FIG. 2 is an SEM image of a thermal fleece fabric of example 1; wherein (a) is 500 times; and (b) is 2000 times.
Fig. 3 is a result of testing the frictional properties of the wool fabrics of example 1 and comparative example 1.
Detailed Description
The following description is of preferred embodiments of the invention, and it is to be understood that the embodiments are for the purpose of illustrating the invention better and are not to be taken in a limiting sense.
The test method comprises the following steps:
1. determination of the Fabric weight gain
And (4) measuring the weight of the fabric and the original cloth before and after finishing, and calculating the weight gain of the fabric.
2. Measurement of Heat insulating Properties
YG606D flat plate fabric thermal insulation instrument is manufactured by Ningbo textile machinery. The test is carried out according to GB11048-1989, namely experimental method for textile thermal insulation performance, and the temperature of standard atmosphere is set to be 20 +/-2 ℃ and the relative humidity is set to be 65 +/-2%. The experimental principle is that a sample plate is covered with a sample, the sample plate, a bottom plate and a surrounding protection plate are controlled at the same temperature in an electric heating mode, so that heat passing through a fabric can only be upwards dissipated, then a temperature sensor transmits data to a microcomputer, and the microcomputer calculates the heat preservation rate, the heat transfer coefficient and the Crohn value through the heating time required by the test plate for keeping constant temperature.

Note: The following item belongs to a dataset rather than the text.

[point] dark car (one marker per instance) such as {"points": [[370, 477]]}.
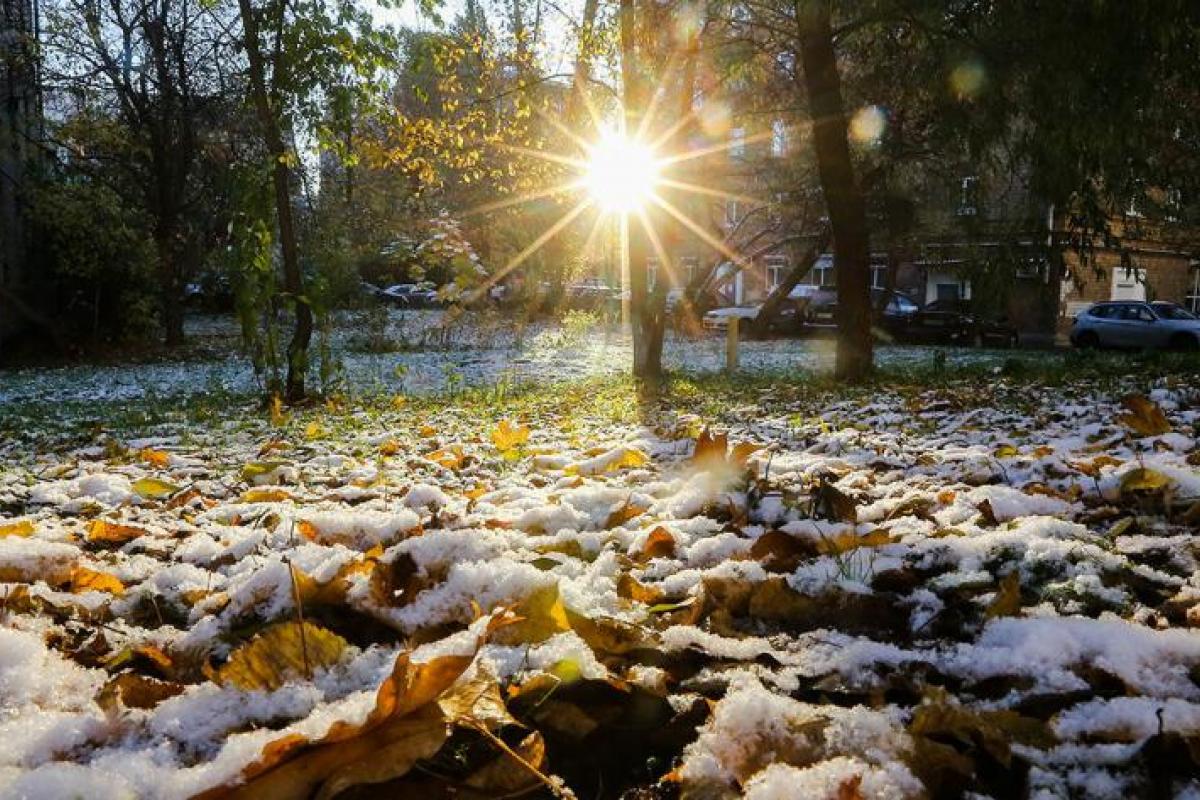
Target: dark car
{"points": [[412, 295], [953, 322], [892, 311]]}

Before the test by using a YG606D type flat-plate fabric heat-preservation instrument, the machine is preheated for 30min, and then an empty plate experiment is carried out, wherein the temperature of a bottom plate is set to be 36 ℃ and the time is about 1h. The samples were overlaid in sequence on test plates measuring 25cm square and 30cm. The sample plate can be used to calculate the heat-insulating rate, heat-transfer coefficient and Crohn value by means of microcomputer.
(1) The heat preservation rate refers to the performance of insulating heat transfer and maintaining temperature of the fabric, and a calculation formula is measured by a YG606D type flat-plate fabric heat preservation instrument and is shown as the following formula (1):
in the formula: q1Sample plate Heat transfer coefficient (W/m) without sample2·℃);Q2Sample plate Heat transfer coefficient with sample (W/m)2·℃)

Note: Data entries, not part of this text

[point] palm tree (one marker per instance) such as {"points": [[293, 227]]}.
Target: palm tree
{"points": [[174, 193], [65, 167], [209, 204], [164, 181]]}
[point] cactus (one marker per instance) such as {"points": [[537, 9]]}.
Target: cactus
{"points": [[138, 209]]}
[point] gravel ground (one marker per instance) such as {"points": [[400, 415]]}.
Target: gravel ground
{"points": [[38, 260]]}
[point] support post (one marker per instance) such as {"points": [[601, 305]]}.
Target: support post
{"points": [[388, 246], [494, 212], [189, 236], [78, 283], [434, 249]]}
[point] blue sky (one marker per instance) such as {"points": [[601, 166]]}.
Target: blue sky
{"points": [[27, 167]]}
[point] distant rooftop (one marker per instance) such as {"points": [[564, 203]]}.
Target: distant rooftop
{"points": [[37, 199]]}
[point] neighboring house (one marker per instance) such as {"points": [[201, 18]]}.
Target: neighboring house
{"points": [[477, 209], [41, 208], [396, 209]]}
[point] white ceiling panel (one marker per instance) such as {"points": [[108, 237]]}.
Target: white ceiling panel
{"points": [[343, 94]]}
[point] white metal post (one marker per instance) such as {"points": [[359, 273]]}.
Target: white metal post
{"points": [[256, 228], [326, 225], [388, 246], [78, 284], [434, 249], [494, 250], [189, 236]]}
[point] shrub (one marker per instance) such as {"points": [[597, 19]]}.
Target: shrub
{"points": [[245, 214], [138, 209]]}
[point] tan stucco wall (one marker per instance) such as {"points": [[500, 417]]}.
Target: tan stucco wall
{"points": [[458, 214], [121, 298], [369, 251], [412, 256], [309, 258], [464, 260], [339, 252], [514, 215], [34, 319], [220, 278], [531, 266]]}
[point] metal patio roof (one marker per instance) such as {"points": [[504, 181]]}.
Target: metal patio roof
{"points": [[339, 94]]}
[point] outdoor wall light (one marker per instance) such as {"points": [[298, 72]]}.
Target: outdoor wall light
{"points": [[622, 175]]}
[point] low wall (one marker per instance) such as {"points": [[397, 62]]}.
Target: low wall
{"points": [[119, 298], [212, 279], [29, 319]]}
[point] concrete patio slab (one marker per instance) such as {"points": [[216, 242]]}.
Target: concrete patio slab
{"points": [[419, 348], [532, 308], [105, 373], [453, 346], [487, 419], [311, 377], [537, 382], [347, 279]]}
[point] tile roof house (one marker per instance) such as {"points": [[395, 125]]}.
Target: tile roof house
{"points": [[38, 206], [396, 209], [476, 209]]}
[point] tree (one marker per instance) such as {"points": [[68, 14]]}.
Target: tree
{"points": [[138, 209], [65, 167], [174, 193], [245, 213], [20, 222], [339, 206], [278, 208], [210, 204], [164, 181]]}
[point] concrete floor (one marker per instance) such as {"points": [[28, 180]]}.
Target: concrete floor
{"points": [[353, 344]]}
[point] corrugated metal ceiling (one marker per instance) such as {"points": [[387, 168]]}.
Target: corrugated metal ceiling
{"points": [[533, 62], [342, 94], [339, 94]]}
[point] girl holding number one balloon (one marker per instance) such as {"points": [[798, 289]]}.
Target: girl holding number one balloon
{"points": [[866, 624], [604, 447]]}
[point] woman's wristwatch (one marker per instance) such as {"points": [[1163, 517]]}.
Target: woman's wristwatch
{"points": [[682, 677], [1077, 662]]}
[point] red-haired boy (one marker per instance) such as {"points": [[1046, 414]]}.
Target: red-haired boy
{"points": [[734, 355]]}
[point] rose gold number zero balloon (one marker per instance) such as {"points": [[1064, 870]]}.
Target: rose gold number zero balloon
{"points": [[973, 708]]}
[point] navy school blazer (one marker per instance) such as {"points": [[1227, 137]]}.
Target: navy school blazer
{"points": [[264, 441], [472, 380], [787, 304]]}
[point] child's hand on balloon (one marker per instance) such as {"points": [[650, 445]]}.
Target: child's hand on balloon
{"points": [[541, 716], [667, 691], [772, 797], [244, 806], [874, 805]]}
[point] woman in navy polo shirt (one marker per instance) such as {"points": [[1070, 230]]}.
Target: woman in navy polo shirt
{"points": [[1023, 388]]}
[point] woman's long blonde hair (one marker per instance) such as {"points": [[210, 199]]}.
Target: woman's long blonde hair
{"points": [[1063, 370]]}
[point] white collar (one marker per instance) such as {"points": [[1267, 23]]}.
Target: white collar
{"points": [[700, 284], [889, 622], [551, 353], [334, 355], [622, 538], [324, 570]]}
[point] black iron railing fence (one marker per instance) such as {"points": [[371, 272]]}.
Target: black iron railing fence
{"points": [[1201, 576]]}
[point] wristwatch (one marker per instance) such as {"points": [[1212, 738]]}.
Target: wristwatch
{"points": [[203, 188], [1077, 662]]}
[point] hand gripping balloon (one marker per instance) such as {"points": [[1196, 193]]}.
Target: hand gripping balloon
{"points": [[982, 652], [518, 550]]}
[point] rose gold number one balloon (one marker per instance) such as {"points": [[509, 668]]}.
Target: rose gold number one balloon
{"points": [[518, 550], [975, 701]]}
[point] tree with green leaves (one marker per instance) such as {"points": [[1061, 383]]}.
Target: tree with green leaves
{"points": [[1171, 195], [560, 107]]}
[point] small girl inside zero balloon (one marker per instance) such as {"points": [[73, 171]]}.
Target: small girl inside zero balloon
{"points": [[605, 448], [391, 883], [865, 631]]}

(2) The heat transfer coefficient refers to the heat transferred by unit area in unit time when the temperature difference between two sides of the fabric is 1 ℃, and the unit is W/m2DEG C, the instrumental measurement calculation formula is as follows (2):
U2=Ubp·U1/(Ubp-U1) (2)
in the formula: u shapebpTest plate Heat transfer coefficient (W/m) without sample2·℃);U1Test plate Heat transfer coefficient with sample (W/m)2·℃)

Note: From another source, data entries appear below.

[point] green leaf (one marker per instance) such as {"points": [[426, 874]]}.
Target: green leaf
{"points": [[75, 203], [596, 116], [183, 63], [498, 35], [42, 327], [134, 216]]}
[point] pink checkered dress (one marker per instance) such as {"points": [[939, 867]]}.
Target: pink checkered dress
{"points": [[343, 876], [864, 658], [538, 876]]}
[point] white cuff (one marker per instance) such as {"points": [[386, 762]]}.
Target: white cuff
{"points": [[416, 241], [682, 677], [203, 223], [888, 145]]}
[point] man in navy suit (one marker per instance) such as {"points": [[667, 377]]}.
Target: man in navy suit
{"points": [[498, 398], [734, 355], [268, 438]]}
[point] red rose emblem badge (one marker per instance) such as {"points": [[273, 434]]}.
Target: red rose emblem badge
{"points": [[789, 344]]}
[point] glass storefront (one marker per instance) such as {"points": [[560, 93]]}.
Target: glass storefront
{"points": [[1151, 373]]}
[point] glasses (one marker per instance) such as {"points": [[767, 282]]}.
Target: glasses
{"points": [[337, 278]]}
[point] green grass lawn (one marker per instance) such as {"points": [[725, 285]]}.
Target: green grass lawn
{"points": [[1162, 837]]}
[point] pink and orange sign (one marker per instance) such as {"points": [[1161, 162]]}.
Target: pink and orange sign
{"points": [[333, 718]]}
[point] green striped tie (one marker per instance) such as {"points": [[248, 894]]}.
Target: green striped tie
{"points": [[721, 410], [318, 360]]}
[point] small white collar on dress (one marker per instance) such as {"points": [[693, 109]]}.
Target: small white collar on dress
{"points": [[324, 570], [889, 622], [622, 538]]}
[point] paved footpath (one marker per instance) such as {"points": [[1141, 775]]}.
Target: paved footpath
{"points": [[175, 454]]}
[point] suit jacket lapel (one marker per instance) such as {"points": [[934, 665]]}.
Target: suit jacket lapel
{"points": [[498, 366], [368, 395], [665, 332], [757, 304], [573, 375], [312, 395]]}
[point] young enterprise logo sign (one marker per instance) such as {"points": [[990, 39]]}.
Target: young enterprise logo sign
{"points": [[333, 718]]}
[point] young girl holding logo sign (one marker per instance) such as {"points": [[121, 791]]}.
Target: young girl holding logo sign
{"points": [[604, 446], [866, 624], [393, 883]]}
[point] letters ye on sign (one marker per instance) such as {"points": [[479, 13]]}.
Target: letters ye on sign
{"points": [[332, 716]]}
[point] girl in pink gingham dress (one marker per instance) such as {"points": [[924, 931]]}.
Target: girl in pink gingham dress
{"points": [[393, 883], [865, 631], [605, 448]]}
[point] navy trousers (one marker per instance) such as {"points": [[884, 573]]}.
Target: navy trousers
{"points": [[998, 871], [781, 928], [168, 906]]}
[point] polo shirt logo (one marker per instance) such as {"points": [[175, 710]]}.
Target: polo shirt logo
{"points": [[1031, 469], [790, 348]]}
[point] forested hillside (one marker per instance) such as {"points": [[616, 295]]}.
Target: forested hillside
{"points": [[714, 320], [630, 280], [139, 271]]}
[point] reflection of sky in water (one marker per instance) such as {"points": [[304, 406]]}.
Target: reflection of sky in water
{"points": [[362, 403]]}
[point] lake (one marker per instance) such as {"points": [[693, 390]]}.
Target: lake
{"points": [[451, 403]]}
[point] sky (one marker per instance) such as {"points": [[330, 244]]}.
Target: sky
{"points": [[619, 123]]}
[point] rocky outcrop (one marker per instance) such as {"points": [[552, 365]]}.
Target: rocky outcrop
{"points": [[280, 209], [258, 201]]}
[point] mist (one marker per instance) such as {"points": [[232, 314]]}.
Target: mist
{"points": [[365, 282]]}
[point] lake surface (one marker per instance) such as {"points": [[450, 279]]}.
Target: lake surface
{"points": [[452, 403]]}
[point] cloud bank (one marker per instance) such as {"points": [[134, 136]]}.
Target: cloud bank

(3) The clo value also represents the heat insulation performance of the textile material, and the calculation formula of the clo value of the instrument test is as follows (3):
3. determination of air Permeability
Model YG461E-III automatic air permeameter is manufactured by Ningbo textile machinery. The breathability of a fabric refers to the ability of gas molecules to pass through the fabric. The heat and moisture transfer can be formed by the flowing and molecular diffusion movement of the gas and the evaporation of the water vapor carried in the air, so that the change of the temperature and the humidity of the microenvironment and the change of the comfort of a human body are caused.
The test was carried out according to GB/T5453-1997 Standard "determination of air Permeability of textile fabrics", modified according to International Standard ISO 92372The pressure difference between the two test surfaces of the test piece was 100Pa. The testing principle is as follows: the air permeability of the fabric is obtained by the flow of air vertically through a predetermined area of the sample for a predetermined time under a predetermined differential pressure. The unit is expressed in mm/s, and the air permeability R is calculated by the following formula (4):
in the formula: q. q.svAverage gas flow rate dm3Min; a-test area, cm2。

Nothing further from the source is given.